Shades of Midnight Read online

Page 2


  Eve sighed. She did not want to ask. More than that, she did not want to care. “Did you have supper?”

  There was a short pause before he answered. “No, I don’t believe I did.”

  Eve shook her head. The man needed a keeper! He couldn’t even remember when he’d last eaten. And to think she’d almost volunteered for that position… Lucien Thorpe’s keeper. His wife.

  Perhaps he had done her a favor by leaving her at the altar. Humiliating her in front of her friends and family. Leaving her there for hours to wonder if he was hurt or ill or simply didn’t love her. Letting her sit there until midnight had come and gone, and everyone else had left, and she’d come to the realization—there in the dark—that she wasn’t the kind of woman who would ever be on the receiving end of the powerful kind of love she was prepared to give.

  Lucien’s explanation, delivered three days later, that he’d been on a very interesting case and the day had slipped past without notice, had only strengthened that realization. Men didn’t fall madly in love with women like Eve Abernathy. She was too simple to incite passion, too plain to enflame undying love for life. Men like Lucien expected that women like her would wait forever. Well, she might be simple and plain, but she did have her pride. She would not abide being forgotten.

  If she had been able to think of any other solution to her problem, she never would have contacted Lucien Thorpe.

  As Eve boiled water for tea and viciously sliced ham and bread for a man who couldn’t even remember to eat, Viola screamed and the house shuddered.

  Poor Viola. When Eve compared her own problems to those of the murdered woman, she actually felt grateful for her less than illustrious life. Viola Stamper had married a man who, from all accounts, had loved her madly. And she had loved him, too. To those who looked on, their marriage had been ideal.

  But things are not always what they appear to be. Somewhere along the way Alistair had begun to neglect Viola for his work. He had relegated her to second best, behind his business ventures. Eve knew how that felt. It was painful to be second best. It was excruciating to be forgotten.

  Viola had problems of her own. She had become restless when their three years of marriage did not produce a child. The lonely woman, neglected by her husband and without a child to lavish her attentions upon, had allegedly fallen into an affair with another man.

  Alistair had discovered his wife’s infidelity, and from what Eve had learned—and judging by what she saw and heard every night—it appeared that he had forgiven her. But he hadn’t forgiven, not really. He had only pretended to forgive her foolish mistake.
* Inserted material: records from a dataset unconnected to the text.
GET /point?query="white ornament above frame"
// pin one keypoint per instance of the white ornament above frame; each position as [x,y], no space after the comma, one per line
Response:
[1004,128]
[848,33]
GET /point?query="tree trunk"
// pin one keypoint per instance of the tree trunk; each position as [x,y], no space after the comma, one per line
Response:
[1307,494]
  On Halloween night, 1855, Alistair Stamper had thoroughly seduced and then coldly murdered his unfaithful wife.

  Eve shuddered. Perhaps she really was better off forever unmarried.

  Chapter 2

  While Eve prepared tea, Lucien unpacked his equipment and set it up, taking extra special care with the newly redesigned Thorpe Specter-o-Meter. When it was working properly, the device was able to measure the amount of ghostly energy in the air, which was indicated by the fluctuation of a red needle. Unfortunately, it didn’t work properly as often as it worked improperly. Still, he had great hopes for the machine. It was a promising work in progress.
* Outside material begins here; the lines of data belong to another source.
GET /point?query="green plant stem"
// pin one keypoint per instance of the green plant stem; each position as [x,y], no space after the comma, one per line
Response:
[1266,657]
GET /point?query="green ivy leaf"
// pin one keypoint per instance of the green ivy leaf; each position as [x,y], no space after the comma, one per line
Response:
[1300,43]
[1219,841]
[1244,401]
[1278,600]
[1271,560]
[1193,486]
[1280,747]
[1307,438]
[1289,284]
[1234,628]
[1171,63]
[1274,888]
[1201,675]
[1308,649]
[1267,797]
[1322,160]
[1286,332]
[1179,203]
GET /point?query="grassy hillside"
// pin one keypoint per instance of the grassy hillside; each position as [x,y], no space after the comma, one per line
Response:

  The Thorpe Ectoplasm Harvester was simpler and more likely to function correctly. Unfortunately, one had to be directly upon the spirit for the apparatus to work. He imagined he could carry the harvester upstairs and lay it on the bed where the ghosts frolicked, but that seemed… rude, even where the dead were concerned. He’d try it downstairs, at the point of the murder, first. If that didn’t work, then he would try another, more intrusive method.

  As he carefully assembled the equipment, he listened to the sounds of Eve puttering about in the kitchen. She had forgotten that he had exceptional hearing… or else she didn’t care that he heard her occasionally mutter words like jackass and dimwit and another, more vile word he had not imagined she even knew. Those words were complemented by the random banging of pots and a thwack that sounded suspiciously like a knife hitting soundly against a cutting board.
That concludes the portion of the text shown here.